Le problème, ce sont les critères des tests de sécurité. Pour les Verts, aucune lettre de ministre Affaires étrangères à son homologue français comme celle de Jean Asselborn à Alain Juppé le 21 mars 2011, aucune visite du Premier ministre luxembourgeois à son homologue François Fillon comme celle prévue le 28 avril 2011 ne seront utiles à elles toutes seules. "La France se soucie très peu des préoccupations de ses voisins", a déclaré le député Henri Kox, qui sortait d’une réunion du Conseil interparlementaire de la Grande Région avec la direction de la centrale. Selon Claude Turmes, les tests de sécurité devraient pour la France avant tout être axés sur les risques liés aux catastrophes naturelles. Il a dénoncé "une politique perfide de la France et d’EDF" qui bloqueraient la prise en compte des risques liés aux chutes d’avion, aux attaques terroristes et aux cyber-attaques. L’ASN, l’Agence de sûreté nucléaire française, qui devrait mener les tests, n’est pas pour lui une agence indépendante, contredisant ainsi une déclaration du ministre français dans ce sens l’avant-veille à Luxembourg. Elle empêche selon lui des experts indépendants d’avoir accès aux centrales et se compose depuis 35 ans des mêmes personnes qui ont propagé le nucléaire en France. "De plus, il y a le syndrome des grandes écoles. Tous se connaissent entre camarades de promotion", a-t-il ajouté.
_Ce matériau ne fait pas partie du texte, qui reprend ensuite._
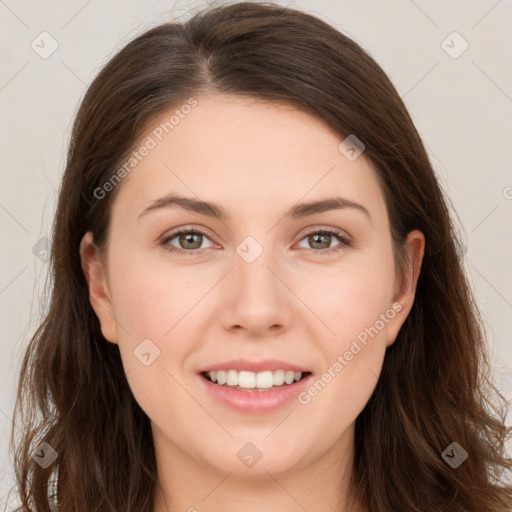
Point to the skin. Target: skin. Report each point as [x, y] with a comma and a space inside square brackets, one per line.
[256, 159]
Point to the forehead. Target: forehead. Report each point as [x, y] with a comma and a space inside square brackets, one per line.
[248, 154]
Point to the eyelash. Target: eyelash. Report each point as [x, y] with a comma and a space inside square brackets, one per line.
[345, 242]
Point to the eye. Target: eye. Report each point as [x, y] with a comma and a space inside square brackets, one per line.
[191, 241]
[321, 240]
[188, 238]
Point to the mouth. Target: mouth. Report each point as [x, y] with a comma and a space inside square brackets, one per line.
[254, 381]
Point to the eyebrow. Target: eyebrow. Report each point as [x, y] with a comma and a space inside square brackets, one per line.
[217, 211]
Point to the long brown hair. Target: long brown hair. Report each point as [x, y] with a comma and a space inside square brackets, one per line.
[434, 388]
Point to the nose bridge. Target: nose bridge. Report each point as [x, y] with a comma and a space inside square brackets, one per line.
[258, 298]
[253, 263]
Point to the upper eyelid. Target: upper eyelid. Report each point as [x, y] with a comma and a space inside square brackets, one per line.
[203, 231]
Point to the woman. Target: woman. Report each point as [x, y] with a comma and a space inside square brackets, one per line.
[201, 351]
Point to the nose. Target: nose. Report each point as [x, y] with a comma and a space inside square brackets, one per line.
[257, 299]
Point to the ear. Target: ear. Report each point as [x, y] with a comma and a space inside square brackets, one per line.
[404, 298]
[99, 295]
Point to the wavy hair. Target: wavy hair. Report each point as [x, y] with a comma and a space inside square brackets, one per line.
[435, 385]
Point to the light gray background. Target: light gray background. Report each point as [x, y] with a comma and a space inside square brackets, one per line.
[461, 106]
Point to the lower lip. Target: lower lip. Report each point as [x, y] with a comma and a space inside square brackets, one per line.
[256, 402]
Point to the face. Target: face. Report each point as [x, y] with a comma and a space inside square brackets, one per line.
[268, 289]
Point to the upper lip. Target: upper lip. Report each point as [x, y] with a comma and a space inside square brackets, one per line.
[254, 366]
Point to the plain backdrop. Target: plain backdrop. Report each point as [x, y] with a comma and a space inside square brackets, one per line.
[450, 62]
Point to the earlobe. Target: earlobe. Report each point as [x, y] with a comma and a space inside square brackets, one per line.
[99, 295]
[415, 248]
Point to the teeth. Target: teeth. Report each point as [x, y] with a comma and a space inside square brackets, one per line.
[251, 380]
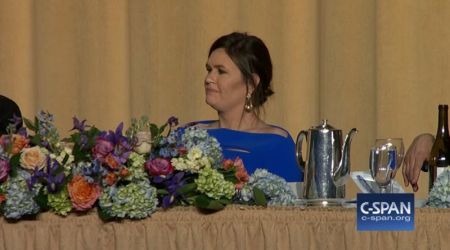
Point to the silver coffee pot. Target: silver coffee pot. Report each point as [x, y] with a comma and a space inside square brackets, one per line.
[327, 167]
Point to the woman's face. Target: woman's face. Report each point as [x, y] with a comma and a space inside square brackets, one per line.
[224, 85]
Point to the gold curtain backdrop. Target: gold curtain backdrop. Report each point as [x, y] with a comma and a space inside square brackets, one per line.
[380, 66]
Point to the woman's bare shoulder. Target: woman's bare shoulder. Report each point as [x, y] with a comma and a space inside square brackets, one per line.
[270, 129]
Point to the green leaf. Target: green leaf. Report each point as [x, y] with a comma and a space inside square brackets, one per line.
[29, 124]
[259, 196]
[187, 188]
[154, 130]
[42, 200]
[14, 163]
[204, 202]
[162, 191]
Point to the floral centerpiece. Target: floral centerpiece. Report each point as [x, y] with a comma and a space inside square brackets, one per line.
[124, 175]
[440, 193]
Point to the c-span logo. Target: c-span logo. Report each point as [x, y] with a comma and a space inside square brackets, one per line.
[385, 212]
"Sur ce dossier, le Luxembourg ne pourra obtenir un succès qu’avec d’autres, en développant une stratégie d’alliances", a lancé le député européen Claude Turmes. Une telle alliance devrait se nouer au niveau européen. Comme les États membres et la Commission ont invité le 21 mars 2011 le Groupe européen de haut niveau sur la sûreté nucléaire et la gestion des déchets (ENSREG) et d'autres organismes compétents à définir l'étendue et les modalités de ce type de tests, en s'appuyant sur l'expertise disponible et, le moment venu, sur les leçons à tirer du récent accident. Ce groupe se réunira le 12 mai 2011, et c’est là que le Luxembourg doit selon les deux parlementaires verts se manifester et donner des instructions à ses représentants pour formuler ses revendications et chercher des alliés. Puis fin mai, au COREPER, une deuxième manche devrait se jouer.
Les deux parlementaires verts ont, comme lors de leur conférence de presse du 17 mars 2011, réitéré leurs reproches que le gouvernement reste en deçà de l’étude LUXRES, qu’ils jugent "conservatrice", et qui rend l’avis que le Luxembourg pourrait aller vers les 8,6 % d’énergies renouvelables. Mais bien que l’étude date de 2007, il n’y a toujours pas de plan gouvernemental Les Verts sont d’ais que le gouvernement devrait soumettre un plan sectoriel pour l’énergie éolienne. Dans ce cadre, ils ont rejeté l’idée qu’il faudrait aller vers les 1 500 éoliennes sur le territoire luxembourgeois. Ils ont insisté sur le fait que l’on devrait d’abord remettre les sites actuels au niveau des nouvelles technologies, jusqu’à plus de dix fois puissantes en termes de production électrique, et si les nouvelles technologies avec leurs 7,5 mégawatts/heure étaient appliquées, un tel parc d’éoliennes ne dépasserait pas les 500 unités.